In my last two years in junior school I was fortunate enough to have an amazing teacher.  Her name was Mrs Ridgeley, and if that sounds familiar to you, it’s probably because her son, Andrew, was in the 80’s pop group Wham! with George Michael.

As exciting as it was to listen to their records in the classroom, and to see the joy and pride on Mrs Ridgeley’s face, the lasting impression this wonderful lady had on me was one of creativity and hard work.

There was never a dull moment in her lessons.  She brought imagination and enthusiasm to each task.  I learned about the political bias between different newspapers, how to draw a daffodil, who the Normans were, and some basic words of French.  But I also learned about life.

One subject I particularly treasured was “Creative Writing”. As I was going through an old chest recently I came upon my creative writing books and Mrs Ridgeley’s words leapt out of the page at me.

 

“Some very good ideas here, Susanna, but you could have made it a “top-class” story by using a little more thought, imagination, and effort.  Read my notes – it will help you improve to become a really good writer – you could be, but you’ve got to work harder at it.!”

Sadly, Mrs Ridgeley is no longer with us, but these words from beyond the grave are teaching me even to this day.  I am a natural thinker, just like the Rodin statue, and yet I hardly ever give myself enough time to just think. When I do, good things happen.  It is good to be reminded of this.

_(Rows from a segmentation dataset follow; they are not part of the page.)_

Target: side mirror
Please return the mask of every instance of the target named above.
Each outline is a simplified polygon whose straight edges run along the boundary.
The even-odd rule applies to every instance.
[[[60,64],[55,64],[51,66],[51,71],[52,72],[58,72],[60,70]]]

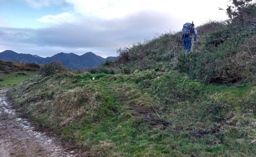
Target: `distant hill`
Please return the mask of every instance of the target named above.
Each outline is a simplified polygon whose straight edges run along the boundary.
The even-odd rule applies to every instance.
[[[116,57],[109,57],[104,58],[91,52],[87,52],[81,55],[73,53],[65,53],[62,52],[46,58],[37,55],[18,53],[11,50],[6,50],[0,53],[0,60],[1,60],[37,64],[59,61],[67,68],[73,69],[96,66],[106,60],[113,60],[116,58]]]
[[[36,71],[39,70],[39,68],[40,66],[35,64],[26,64],[0,60],[0,73],[23,71]]]

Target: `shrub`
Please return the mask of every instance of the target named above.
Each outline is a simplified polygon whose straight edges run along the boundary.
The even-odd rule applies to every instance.
[[[88,71],[91,74],[96,73],[104,73],[106,74],[114,75],[115,74],[114,70],[110,70],[108,68],[104,66],[99,66],[97,68],[92,68],[88,70]]]
[[[123,68],[123,73],[125,74],[130,74],[131,73],[131,69],[130,67],[126,67]]]
[[[245,25],[256,22],[256,3],[254,0],[233,0],[226,11],[233,24]]]
[[[18,75],[27,75],[27,74],[24,73],[20,72],[20,73],[18,73]]]
[[[49,76],[56,73],[61,73],[66,70],[59,62],[52,62],[44,64],[39,71],[39,73],[44,76]]]

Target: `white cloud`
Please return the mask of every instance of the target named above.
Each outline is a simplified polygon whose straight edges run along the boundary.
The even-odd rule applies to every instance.
[[[144,11],[165,12],[184,20],[200,21],[226,18],[224,13],[218,11],[226,8],[227,1],[204,0],[66,0],[72,4],[75,11],[86,17],[103,19],[121,18]]]
[[[72,13],[63,13],[56,15],[47,15],[39,19],[38,21],[43,23],[57,25],[73,22],[78,21],[78,19]]]
[[[30,6],[35,8],[48,7],[52,4],[60,4],[63,0],[25,0]]]

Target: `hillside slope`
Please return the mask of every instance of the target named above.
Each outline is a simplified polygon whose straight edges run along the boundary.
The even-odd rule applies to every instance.
[[[180,32],[165,34],[91,73],[53,67],[9,96],[86,157],[254,157],[256,24],[235,14],[197,27],[190,53]]]

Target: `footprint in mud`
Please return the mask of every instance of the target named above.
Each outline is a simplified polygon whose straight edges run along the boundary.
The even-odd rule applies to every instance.
[[[6,90],[0,91],[0,157],[76,157],[57,137],[36,131],[12,108]]]

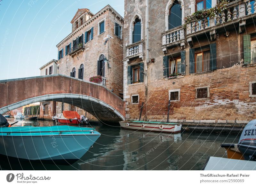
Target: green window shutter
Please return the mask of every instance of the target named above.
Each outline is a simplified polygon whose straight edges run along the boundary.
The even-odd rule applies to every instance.
[[[127,67],[127,84],[129,85],[132,83],[132,66],[128,66]]]
[[[195,49],[189,49],[189,74],[195,73]]]
[[[169,76],[169,57],[164,56],[163,60],[164,66],[164,78]]]
[[[93,39],[93,27],[92,27],[91,29],[91,40],[92,40]]]
[[[217,68],[216,55],[216,43],[210,44],[210,70],[216,70]]]
[[[185,74],[186,66],[186,51],[183,50],[180,52],[180,57],[181,58],[180,72],[181,75]]]
[[[244,64],[251,64],[251,35],[244,35]]]
[[[84,43],[86,43],[88,42],[88,41],[87,40],[87,38],[88,37],[88,32],[85,32],[84,35],[85,35],[84,36]]]
[[[140,81],[141,82],[143,82],[144,81],[144,63],[140,63]]]

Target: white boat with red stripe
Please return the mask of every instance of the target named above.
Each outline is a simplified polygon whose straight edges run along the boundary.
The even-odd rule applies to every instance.
[[[122,121],[119,123],[126,129],[169,133],[180,132],[182,126],[179,123],[144,121]]]

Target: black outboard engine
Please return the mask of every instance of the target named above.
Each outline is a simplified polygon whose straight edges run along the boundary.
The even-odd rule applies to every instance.
[[[8,127],[9,123],[5,117],[0,114],[0,127]]]
[[[246,125],[237,147],[245,160],[256,161],[256,120],[252,120]]]

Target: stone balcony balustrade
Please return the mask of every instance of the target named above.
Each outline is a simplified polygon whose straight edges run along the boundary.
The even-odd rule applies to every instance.
[[[185,48],[185,31],[182,26],[162,32],[162,48],[164,53],[167,53],[168,47],[174,45],[180,45],[182,49]]]

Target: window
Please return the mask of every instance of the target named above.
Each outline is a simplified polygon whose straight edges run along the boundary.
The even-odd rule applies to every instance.
[[[99,35],[102,34],[105,31],[105,21],[103,21],[99,24]]]
[[[133,23],[133,31],[132,32],[132,43],[141,40],[141,20],[139,18],[135,19]]]
[[[168,17],[169,30],[181,25],[181,7],[177,0],[174,2],[169,10]]]
[[[256,63],[256,39],[251,41],[251,63]]]
[[[76,29],[78,28],[78,21],[76,22]]]
[[[171,101],[180,101],[180,89],[169,90],[169,100]]]
[[[44,111],[44,115],[48,115],[49,114],[49,109],[48,104],[46,104],[44,105],[43,107],[43,110]]]
[[[105,56],[103,54],[100,55],[98,61],[97,65],[97,73],[98,75],[102,76],[105,76]]]
[[[76,68],[74,67],[72,69],[72,71],[70,73],[70,76],[73,77],[76,77]]]
[[[65,50],[65,54],[66,56],[67,56],[71,50],[71,43],[66,46]]]
[[[203,87],[196,88],[196,99],[207,98],[210,97],[208,91],[209,88]]]
[[[170,58],[169,60],[169,77],[177,76],[181,74],[181,59],[180,57],[176,59]]]
[[[212,0],[196,0],[196,11],[212,7]]]
[[[133,68],[132,81],[133,83],[136,83],[140,81],[140,67],[139,66],[136,66]]]
[[[252,83],[252,95],[256,95],[256,83]]]
[[[78,79],[84,79],[84,64],[80,66],[80,67],[78,69]]]
[[[59,60],[60,59],[63,58],[63,49],[59,51],[59,55],[58,55],[58,59]]]
[[[52,66],[49,67],[49,75],[52,74]]]
[[[83,25],[83,18],[80,18],[80,25]]]
[[[139,95],[132,95],[132,103],[139,104]]]
[[[115,26],[115,34],[121,39],[122,39],[122,27],[116,23]]]
[[[203,52],[196,53],[195,61],[195,73],[210,70],[210,50],[206,50]]]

Until recently I was afraid of where my imagination would take me.  I suffered from a lot of nightmares as a child, and still have them today.  If I give my mind free reign I am scared that I will end up in a very dark place.  Yet when I do play inside my head I find beautiful things, like the map of Freodholm I have shown to you before.  Mrs Ridgeley reminds me that my imagination is my trusted friend, who will take me to amazing places I’ve never been before.

Finally there’s the issue of effort.  Part of my problem is that I am a perfectionist, and want to be brilliant at something first time round.  One thing I have learned from my knitting group is that honing a craft can take years.  It’s only when I look back at the mistakes I have made that I realise how far I have come.  Writing is a journey, not a destination, and I just need to keep plodding along.

So thank you Mrs Ridgeley, for your creative thought, imagination, and hard work. Above all else, thank you for your unending patience. I write today because of you.

Writing Projects

IMG_4200

As part of the writing group I belong to, we take it in turns to set ourselves a project once a month. I must confess that I have found this a challenge. For starters we were simply given the words “In the name…” with which we had to begin our work. It could be an article, short story, poem, or even chapter in a novel, but it had to follow this opening.

I wasted valuable time trying to be too original. I was determined not to follow “In the name…” with “of the” which contours up religious or royal images for me and seemed too predictable. Eventually I stopped worrying about how original I was and just started writing. What resulted was the following poem entitled “Watling Chase”. I hope you enjoy it.

In the name of all that is good and true
I’m writing this letter to implore you
Please stop with your building, your filling of space.
Instead let us celebrate Watling Chase.

The orchard, the paths, the fields and the trees,
The rabbits, the horses, the lambs, all of these
Are precious and fragile and can’t be replaced
Let’s arrest brick and mortar with all due haste.

Come sit on my bench and admire the view
Tune in to the birdsong, tune in to you!
Each one of us is a part of the whole
Freedom to breathe should be our goal

Breathe in the fresh air, be still and stand
For all that brings life across our land.

Of course it’s hardly likely to make me a candidate for the next Poet Laureate, but it was, in the end, a really enjoyable exercise. It got me writing in a genre I haven’t attempted since I was a teenager, about a subject I am passionate about but would have overlooked in my business. It also means that I am going back to my novel with a fresh pair of eyes. I suppose it’s a bit like the mint ice cream between sumptuous courses in an extravagant dinner. It clears the palette and helps me enjoy what comes next. Ever thought of doing the same? If you have, what was it like for you?